Люди из службы охраны – все в чёрных костюмах и белых рубашках – вежливые, с тихими голосами, как консультанты в салоне ритуальных услуг, извинились за то, что придётся сделать прокол на шее. Какие пустяки.

Да я бы руку отдал за то, чтобы попасть в хранилище.

Вот то-то и оно: выжечь кожу на пальцах, чтобы подделать рисунок отпечатка, – мелочи. Надо быть на шаг впереди злоумышленников. Поэтому я не возражал против имплантата. Безопасность того стоит.

Операция заняла полчаса. Меня разбудили, дали прийти в себя, сунули в руки картонный стаканчик кофе. Место прокола немного саднило, и я чувствовал себя странно: в мой мозг проложили ещё одну дорожку, шину данных, и будут использовать её как ключ. У меня появилось чувство, что на меня кто-то постоянно смотрит. Толком прислушаться к ощущениям я не успел: за мной пришли, чтобы отвести в хранилище.

Меня проводили за стальные двери, оставили одного, обдали каким-то аэрозолем с потолка – и сигналом лампочки дали понять, что можно пройти. Шипение, клацанье механизмов, жужжание. Чем дальше, тем страшнее и торжественнее. И воздух будто стерильнее, и моё отражение в стальных поверхностях очередных дверей всё удивлённее.

А потом – я один в скупо освещённой комнате, стены которой увешаны драгоценными картинами, среди которых была и она – «Мексиканка».

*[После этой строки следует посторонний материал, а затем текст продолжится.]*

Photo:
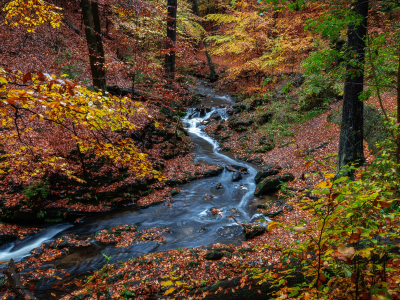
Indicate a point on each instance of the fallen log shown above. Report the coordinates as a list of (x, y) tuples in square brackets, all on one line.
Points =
[(20, 290)]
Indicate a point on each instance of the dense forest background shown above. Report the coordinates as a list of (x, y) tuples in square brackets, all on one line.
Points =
[(93, 97)]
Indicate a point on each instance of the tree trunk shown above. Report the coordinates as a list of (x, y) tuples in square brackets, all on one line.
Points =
[(351, 131), (91, 19), (171, 40), (398, 111), (213, 75)]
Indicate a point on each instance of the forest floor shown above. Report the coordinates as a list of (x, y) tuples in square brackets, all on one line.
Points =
[(183, 272), (200, 271)]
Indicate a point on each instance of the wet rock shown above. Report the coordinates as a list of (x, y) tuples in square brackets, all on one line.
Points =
[(236, 168), (173, 192), (253, 230), (280, 202), (312, 150), (193, 264), (213, 172), (7, 238), (236, 122), (298, 80), (264, 206), (265, 148), (64, 245), (265, 118), (269, 170), (236, 176), (272, 183), (258, 160), (230, 111), (214, 255), (239, 107), (273, 214), (288, 207), (216, 117)]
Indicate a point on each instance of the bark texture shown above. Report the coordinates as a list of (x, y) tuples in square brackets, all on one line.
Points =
[(171, 40), (213, 75), (91, 19), (351, 131)]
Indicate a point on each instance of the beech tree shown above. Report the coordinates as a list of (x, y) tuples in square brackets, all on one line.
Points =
[(171, 40), (91, 18), (351, 131)]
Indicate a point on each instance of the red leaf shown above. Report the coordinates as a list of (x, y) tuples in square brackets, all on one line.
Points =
[(41, 76), (27, 77)]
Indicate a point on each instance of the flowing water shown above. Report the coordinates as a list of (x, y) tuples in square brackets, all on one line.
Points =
[(189, 214)]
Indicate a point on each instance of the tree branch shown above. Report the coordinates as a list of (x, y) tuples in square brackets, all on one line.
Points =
[(70, 25)]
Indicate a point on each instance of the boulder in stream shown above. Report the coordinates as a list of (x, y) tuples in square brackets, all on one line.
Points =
[(253, 230), (236, 176), (214, 255), (272, 183), (273, 214), (269, 170), (236, 168)]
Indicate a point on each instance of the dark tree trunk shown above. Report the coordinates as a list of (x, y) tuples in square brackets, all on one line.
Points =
[(398, 111), (213, 75), (351, 131), (91, 19), (171, 40)]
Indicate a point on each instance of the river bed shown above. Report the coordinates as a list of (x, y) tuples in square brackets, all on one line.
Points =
[(190, 220)]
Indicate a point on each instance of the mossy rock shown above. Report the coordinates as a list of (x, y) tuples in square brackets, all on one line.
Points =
[(173, 192), (214, 255), (374, 129), (272, 183)]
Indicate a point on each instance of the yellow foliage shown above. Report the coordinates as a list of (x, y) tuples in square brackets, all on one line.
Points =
[(84, 120), (31, 13)]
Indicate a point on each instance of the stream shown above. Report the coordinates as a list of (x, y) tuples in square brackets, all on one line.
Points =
[(189, 214)]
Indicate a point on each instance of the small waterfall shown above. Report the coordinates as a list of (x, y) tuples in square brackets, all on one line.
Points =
[(19, 250)]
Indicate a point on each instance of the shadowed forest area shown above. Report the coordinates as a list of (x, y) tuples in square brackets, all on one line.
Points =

Я, конечно, как и все, знал её только по репродукциям: каждый локон, каждую пуговку на платье. Но и близко не ожидал, что она так обожжёт, когда увижу её вживую. И за что мне только такая честь?

Действительно, за что?

Я, конечно, спросил об этом Виктора – после, когда он пригласил меня отобедать вместе. Виктор объяснил, что иметь дело с современными искусствоведами – всё равно что собственноручно пускать лису в курятник. Всех купили, даже тех, кто не продавался. Они испорчены деньгами и конъюнктурой так называемого современного искусства. А что такое современное искусство? Сунуть мышь в блендер, продать фарш за миллион долларов. В общем, я должен понимать, что к чему. А раз понимаю, то именно такой молодой, незашоренный талант из провинции – тот, кто им нужен. Сам Папа держал за правило привлекать к любым проектам «свежую кровь». А ему не откажешь в прозорливости.

И я, конечно, не отказывал в прозорливости человеку, который основал технологическую компанию, знаменитую на весь мир. Поговаривают, что он продал душу дьяволу, чтобы научиться создавать таких поразительных роботов. Но возможно, он просто был умён.

Его гигантская фотография украшает холл этого небоскрёба: десять шагов от левого уха до правого. Виктор похож на своего отца, хотя тот не поджимал губы так капризно. Впрочем, эта привычка делает Виктора похожим на аристократа. У меня дух захватило, когда я его увидел. Словно встретил человека тех времён, из которых к нам пришла «Мексиканка».

Кстати, говорят, когда связываешь судьбу с этой картиной, с тобой начинают происходить странные вещи.

Самая популярная легенда гласит, что первый владелец «Мексиканки» – англичанин Олдфилд – познакомился с девушкой лично: зашёл в комнату и увидел, что полотно опустело. Он услышал тихий смех, повернулся – а та стояла у него за спиной. Далее рассказы разнятся. По одной версии, Мексиканка рассказала Олдфилду какой-то секрет. По другой – поцеловала один раз в губы. В любом случае, Олдфилд попал в приют для душевнобольных – знаменитый лондонский «Бетлем», он же «Бедлам», – а «Мексиканка» переехала к другому владельцу, который подозрительно быстро отдал её в музей.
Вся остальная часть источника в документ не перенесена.